GiST limits on contrib/cube with dimension > 100?

classic Classic list List threaded Threaded
10 messages Options
Reply | Threaded
Open this post in threaded view
|

GiST limits on contrib/cube with dimension > 100?

Siarhei Siniak-2
I've been using cube extension recompiled with
#define MAX_DIM 256.

But with a version 11.3 I'm getting the following error:
failed to add item to index page in <index_name>

There's a regression unit test in contrib/cube/expected/cube.out:

CREATE TABLE test_cube (c cube);
\copy test_cube from 'data/test_cube.data'
CREATE INDEX test_cube_ix ON test_cube USING gist (c);
SELECT * FROM test_cube WHERE c && '(3000,1000),(0,0)' ORDER BY c;

I've created gist index in the same way, i.e. create index <index_name> on <table_name> using gist(<column_name>);

If MAX_DIM equals to 512, btree index complaints as:
index row size 4112 exceeds maximum 2712 for index <index_name>
HINT:  Values larger than 1/3 of a buffer page cannot be indexed.                                      
Consider a function index of an MD5 hash of the value, or use full text indexing.   
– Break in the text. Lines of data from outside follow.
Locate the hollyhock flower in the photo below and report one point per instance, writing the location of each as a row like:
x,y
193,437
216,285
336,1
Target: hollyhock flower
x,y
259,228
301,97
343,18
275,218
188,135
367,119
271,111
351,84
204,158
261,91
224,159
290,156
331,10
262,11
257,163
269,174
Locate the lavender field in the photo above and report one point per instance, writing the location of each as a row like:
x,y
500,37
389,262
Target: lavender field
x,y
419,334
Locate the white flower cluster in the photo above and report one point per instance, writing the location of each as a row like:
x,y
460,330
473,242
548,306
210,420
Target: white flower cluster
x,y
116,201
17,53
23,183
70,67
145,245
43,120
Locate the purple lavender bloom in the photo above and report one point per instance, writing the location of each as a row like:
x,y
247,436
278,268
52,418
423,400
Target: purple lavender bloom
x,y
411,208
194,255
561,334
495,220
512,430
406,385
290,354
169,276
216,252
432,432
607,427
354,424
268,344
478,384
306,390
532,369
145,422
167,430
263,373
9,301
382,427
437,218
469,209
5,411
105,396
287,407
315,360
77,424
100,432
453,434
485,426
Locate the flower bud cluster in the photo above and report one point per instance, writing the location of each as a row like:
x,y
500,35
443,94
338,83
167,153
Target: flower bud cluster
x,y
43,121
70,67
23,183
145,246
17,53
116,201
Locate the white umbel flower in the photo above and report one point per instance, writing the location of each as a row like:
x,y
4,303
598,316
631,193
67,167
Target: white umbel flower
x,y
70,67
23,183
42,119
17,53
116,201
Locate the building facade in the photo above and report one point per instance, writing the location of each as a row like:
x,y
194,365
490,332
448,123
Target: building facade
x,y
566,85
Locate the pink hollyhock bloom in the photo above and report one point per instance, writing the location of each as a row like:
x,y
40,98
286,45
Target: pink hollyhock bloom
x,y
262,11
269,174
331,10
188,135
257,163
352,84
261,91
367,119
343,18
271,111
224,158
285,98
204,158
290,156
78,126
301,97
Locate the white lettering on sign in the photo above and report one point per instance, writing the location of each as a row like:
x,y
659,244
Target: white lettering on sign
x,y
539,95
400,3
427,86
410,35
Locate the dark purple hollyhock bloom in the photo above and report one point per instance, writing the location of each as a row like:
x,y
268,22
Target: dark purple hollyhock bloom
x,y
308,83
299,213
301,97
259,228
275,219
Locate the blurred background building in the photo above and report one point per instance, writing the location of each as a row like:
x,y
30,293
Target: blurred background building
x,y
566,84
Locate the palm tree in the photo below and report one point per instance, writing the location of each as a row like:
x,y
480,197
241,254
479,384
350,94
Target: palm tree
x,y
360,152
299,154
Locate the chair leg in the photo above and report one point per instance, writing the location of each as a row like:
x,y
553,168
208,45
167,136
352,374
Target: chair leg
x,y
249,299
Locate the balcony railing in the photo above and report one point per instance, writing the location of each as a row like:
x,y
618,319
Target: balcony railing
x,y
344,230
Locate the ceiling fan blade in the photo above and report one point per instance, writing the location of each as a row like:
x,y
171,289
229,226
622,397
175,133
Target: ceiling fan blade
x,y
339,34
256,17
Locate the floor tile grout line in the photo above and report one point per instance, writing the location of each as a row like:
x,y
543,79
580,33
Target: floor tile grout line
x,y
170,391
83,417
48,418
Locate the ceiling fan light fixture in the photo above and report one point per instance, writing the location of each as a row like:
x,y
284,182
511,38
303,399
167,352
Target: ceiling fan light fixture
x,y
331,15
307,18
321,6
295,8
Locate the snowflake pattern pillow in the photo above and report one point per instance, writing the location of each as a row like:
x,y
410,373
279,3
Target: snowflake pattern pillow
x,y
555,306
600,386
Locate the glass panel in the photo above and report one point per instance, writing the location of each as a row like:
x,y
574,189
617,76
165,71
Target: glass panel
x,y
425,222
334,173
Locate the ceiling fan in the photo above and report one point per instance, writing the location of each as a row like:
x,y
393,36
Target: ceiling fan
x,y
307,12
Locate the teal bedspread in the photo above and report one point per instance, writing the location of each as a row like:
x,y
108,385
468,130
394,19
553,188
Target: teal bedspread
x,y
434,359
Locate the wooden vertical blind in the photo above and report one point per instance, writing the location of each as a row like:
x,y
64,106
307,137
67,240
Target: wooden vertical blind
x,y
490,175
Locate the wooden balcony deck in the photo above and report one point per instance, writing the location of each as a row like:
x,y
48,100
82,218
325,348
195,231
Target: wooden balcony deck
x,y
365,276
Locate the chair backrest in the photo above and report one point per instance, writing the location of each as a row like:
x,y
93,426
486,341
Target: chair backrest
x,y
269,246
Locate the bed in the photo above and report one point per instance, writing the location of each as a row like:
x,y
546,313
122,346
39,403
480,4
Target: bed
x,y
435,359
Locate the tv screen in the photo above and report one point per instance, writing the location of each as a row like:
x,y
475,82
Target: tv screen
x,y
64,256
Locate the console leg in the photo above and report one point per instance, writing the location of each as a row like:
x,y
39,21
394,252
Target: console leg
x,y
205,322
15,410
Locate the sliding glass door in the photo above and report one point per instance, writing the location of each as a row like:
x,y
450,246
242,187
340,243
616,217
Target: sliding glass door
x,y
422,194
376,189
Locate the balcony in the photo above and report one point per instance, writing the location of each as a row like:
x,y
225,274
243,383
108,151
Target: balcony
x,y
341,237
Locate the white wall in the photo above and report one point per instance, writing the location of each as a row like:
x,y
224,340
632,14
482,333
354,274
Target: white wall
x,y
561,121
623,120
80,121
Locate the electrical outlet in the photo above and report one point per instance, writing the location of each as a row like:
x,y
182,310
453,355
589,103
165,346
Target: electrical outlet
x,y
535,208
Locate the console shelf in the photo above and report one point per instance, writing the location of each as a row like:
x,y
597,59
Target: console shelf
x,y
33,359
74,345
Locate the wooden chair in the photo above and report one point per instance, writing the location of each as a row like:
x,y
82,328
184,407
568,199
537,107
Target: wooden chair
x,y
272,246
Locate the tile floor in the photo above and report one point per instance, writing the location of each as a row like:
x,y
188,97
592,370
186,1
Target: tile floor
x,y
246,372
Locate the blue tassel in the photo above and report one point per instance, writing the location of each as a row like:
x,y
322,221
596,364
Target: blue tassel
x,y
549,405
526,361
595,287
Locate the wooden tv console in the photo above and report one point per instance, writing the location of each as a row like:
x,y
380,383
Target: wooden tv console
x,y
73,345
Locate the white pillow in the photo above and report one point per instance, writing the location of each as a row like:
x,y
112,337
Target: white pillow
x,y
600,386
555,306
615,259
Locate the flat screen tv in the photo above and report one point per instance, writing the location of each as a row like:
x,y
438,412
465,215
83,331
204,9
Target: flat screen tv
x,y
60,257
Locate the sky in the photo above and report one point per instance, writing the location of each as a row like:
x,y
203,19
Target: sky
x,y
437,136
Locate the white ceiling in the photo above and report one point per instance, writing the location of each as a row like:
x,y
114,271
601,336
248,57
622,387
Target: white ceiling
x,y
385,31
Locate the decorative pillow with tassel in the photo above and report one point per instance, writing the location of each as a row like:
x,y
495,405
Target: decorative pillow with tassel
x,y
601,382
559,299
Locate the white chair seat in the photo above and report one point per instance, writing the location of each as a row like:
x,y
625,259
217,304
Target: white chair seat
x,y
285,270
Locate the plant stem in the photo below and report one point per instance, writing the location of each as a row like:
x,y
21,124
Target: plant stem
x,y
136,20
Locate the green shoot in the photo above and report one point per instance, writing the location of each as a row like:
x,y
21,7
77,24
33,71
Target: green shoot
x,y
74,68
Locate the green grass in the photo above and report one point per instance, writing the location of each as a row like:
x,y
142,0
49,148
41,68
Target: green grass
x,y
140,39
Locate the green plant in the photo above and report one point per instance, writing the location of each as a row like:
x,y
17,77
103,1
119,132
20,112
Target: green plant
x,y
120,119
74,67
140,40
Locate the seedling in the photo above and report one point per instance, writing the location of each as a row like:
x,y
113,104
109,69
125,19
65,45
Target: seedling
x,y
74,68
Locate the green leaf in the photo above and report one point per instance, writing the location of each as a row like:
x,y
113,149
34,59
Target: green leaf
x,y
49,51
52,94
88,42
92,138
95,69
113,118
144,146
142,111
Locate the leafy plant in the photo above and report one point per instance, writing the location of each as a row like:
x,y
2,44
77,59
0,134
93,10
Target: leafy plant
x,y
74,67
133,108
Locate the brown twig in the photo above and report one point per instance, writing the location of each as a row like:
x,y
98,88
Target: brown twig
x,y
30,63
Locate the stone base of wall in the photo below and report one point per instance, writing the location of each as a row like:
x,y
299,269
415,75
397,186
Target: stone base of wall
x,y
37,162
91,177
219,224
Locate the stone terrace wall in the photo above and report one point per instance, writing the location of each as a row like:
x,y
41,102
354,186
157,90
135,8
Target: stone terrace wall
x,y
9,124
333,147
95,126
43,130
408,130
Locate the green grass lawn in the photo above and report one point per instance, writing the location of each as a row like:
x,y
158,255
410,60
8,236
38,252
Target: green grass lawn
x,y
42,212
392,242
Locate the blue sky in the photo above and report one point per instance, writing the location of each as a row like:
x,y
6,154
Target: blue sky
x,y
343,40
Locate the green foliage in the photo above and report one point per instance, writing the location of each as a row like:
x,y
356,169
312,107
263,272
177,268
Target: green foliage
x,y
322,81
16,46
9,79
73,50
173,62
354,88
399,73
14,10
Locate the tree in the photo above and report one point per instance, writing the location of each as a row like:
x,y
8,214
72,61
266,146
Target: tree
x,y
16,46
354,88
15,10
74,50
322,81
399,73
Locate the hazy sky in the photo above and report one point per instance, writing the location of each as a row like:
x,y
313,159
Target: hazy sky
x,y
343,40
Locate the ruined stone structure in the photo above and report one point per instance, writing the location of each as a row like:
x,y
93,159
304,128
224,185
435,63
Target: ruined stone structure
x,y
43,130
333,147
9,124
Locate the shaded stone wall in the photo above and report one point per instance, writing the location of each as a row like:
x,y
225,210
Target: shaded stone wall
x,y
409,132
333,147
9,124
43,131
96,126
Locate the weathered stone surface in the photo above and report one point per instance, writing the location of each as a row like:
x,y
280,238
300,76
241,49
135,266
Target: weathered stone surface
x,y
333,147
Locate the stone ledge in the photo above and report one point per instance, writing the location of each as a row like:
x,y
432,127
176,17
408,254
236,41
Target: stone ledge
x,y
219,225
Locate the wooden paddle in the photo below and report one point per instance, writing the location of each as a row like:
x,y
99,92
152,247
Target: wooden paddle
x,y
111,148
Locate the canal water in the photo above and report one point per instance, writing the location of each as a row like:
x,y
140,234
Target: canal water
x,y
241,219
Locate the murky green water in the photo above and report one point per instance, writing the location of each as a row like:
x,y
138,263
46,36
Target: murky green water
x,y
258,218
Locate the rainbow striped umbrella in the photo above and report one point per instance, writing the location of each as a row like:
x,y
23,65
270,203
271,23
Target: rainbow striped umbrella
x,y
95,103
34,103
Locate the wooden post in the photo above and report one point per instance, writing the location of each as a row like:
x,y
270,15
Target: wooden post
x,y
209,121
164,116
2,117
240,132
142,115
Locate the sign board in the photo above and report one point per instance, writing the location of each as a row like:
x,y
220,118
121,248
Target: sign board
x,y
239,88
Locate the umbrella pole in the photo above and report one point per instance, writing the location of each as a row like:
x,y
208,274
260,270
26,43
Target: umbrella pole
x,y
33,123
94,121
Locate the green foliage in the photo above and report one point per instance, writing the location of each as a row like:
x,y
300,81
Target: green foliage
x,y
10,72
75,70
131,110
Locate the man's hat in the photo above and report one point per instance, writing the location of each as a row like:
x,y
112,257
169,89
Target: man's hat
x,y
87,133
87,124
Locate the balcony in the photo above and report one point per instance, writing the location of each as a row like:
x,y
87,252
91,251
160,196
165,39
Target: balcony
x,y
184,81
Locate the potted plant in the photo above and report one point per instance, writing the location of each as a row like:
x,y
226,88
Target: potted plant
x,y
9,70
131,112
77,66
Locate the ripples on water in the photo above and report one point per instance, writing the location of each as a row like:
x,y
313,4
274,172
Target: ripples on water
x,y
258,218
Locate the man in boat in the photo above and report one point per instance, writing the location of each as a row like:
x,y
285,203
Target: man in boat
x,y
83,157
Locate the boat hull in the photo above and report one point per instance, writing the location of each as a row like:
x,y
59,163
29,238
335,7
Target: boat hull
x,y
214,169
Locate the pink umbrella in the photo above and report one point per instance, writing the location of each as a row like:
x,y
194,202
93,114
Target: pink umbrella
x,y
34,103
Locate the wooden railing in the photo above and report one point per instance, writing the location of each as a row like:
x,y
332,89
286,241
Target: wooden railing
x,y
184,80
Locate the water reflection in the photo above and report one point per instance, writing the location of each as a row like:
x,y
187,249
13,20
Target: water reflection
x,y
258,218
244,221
That's why 256 has been set.

But gist doesn't provide explanation on its error.

These are the places where the message might have been generated:
src/backend/access/gist/gist.c:418:                                     elog(ERROR, "failed to add item to index page in \"%s\"", RelationGetRelationName(rel));
src/backend/access/gist/gist.c:540:                                     elog(ERROR, "failed to add item to index page in \"%s\"",

Question is what restrains from setting MAX_DIM bigger than 100 in a custom recompiled cube extension version?
In practice the error messages are too cryptic.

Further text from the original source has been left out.